Guidelines for visitors to Lerab Ling

All Buddhist temples contain representations of the Buddha, Dharma and Sangha, therefore out of respect it is important to maintain appropriate conduct of ones body, speech and mind whilst visiting. Correct etiquette is an expression of respect and gratitude for one's own Buddha-nature, which is embodied by ones teacher and reflected by the shrine room environment.

When visiting the temple or the stupa, you are asked to circumambulate in a clockwise direction, even if leaving or returning from the toilet. In the teachings it says that, “When you circumambulate, it results in enhanced mindfulness, clear perception, intelligence, not to mention a good rebirth.”

On arrival please remove your shoes before entering any of the temple rooms. This is also symbolic of leaving all your worldly life at the door and entering purely.

If lying down or sitting with your legs stretched out, avoid pointing them at the teacheror any images of the Buddha.

As a sign of respect for the monastic community and for the preciousness of the teachings, we are asked to dress well and modestly, it is polite to cover your shoulders and knees and avoid tight fitting garments.
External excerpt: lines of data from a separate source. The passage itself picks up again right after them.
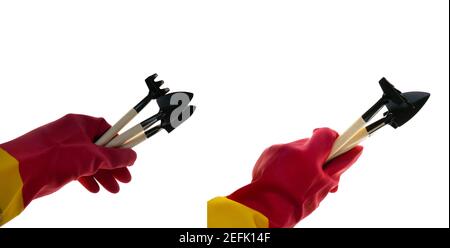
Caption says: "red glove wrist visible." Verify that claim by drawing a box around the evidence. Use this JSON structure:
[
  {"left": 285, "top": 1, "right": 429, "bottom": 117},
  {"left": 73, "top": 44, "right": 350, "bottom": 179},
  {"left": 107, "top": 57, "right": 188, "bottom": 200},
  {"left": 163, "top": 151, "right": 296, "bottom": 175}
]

The robes that monastics wear are symbolic and similar to those of the Buddha. With this in mind it is not appropriate to step over any part of them.

Dharma texts should not be placed directly on the floor, stepped over, or stood upon.

As the paintwork on the walls, pillars and thangkas are both sacred and fragile, to avoid damage please do not lean against them nor place any items up against them.

Also the windows scratch easily so please be mindful not to place bags or other items against them whilst storing them outside.

Photography and the use of mobile phones in the temple is not allowed. Please respect the wishes of long-term retreatants who do not wish to be photographed whilst in retreat conditions.

Security measures – The temple at Lerab Ling is obliged to comply with many and varied regulations. Many of these relate to the spacing of chairs, mats, and aisle widths. To help keep the temple spacious and safe, please leave the layout as you found it, keeping the aisles free from hazards, please minimize the amount of belongings you bring into the temple.